On January 1, the minimum wage in San Francisco will cross the psychological threshold of $10 an hour. An automatic cost-of-living adjustment built into city law will raise the wage floor 3.2 percent, from its current $9.92 to $10.24. Predictably, employers have been warning that the increase will cost jobs. In fact, a great deal of economic evidence suggests otherwise.
Last March, my CEPR colleague, David Rosnick, and I finished a detailed study of the employment impact of the first three years of the San Francisco minimum wage. Back in early 2004, San Francisco established a city-wide minimum wage of $8.50 –25 percent higher than the $6.75 California state minimum wage at the time and 65 percent higher than the prevailing federal minimum of $5.15.
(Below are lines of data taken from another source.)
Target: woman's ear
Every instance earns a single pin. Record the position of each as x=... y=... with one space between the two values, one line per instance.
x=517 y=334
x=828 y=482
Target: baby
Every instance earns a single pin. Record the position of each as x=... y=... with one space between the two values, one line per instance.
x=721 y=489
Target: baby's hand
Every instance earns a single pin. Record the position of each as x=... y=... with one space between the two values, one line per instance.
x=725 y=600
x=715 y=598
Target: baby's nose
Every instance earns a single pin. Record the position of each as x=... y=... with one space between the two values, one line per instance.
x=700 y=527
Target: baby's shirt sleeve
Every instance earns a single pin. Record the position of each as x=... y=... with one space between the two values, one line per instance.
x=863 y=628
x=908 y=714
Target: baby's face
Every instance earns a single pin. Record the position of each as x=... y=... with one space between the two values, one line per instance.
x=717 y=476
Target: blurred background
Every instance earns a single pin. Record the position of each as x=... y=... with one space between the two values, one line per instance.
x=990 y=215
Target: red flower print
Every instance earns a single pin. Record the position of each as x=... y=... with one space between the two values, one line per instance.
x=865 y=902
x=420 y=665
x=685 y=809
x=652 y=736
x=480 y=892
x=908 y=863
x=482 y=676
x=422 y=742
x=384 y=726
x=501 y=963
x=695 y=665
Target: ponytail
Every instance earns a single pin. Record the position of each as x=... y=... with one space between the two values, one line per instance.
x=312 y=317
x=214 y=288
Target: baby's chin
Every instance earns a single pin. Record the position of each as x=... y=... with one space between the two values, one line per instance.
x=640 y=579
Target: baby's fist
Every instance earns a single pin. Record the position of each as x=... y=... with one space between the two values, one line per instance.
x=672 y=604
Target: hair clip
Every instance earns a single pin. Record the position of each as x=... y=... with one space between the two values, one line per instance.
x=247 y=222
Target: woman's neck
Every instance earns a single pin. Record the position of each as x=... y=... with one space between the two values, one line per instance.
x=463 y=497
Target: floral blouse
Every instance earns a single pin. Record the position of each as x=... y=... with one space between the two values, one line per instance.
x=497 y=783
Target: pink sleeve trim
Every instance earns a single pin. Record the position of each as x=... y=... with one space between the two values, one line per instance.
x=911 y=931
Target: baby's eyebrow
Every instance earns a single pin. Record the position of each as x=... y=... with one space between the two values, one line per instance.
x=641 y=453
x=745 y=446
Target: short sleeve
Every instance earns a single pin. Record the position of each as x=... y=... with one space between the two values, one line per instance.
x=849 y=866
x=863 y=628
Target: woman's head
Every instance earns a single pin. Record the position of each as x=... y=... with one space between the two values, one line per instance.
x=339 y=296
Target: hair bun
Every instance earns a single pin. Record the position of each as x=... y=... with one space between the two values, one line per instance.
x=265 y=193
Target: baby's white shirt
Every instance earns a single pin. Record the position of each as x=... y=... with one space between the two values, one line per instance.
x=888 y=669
We analyzed employment patterns in a range of industries with a high share of low-wage workers, including fast food and retail. We compared trends in wages and employment in San Francisco before and after the increase with trends over the same period in San Francisco’s adjacent suburbs and, separately, in nearby Oakland, two areas where the minimum wage was unchanged.
To rule out statistical flukes, we looked at the impact after one year, then two years, then three years. We also examined the impact on low-wage employers, regardless of industry, and we isolated the impact on small employers (fewer than 10 employees and 10 to 24 employees).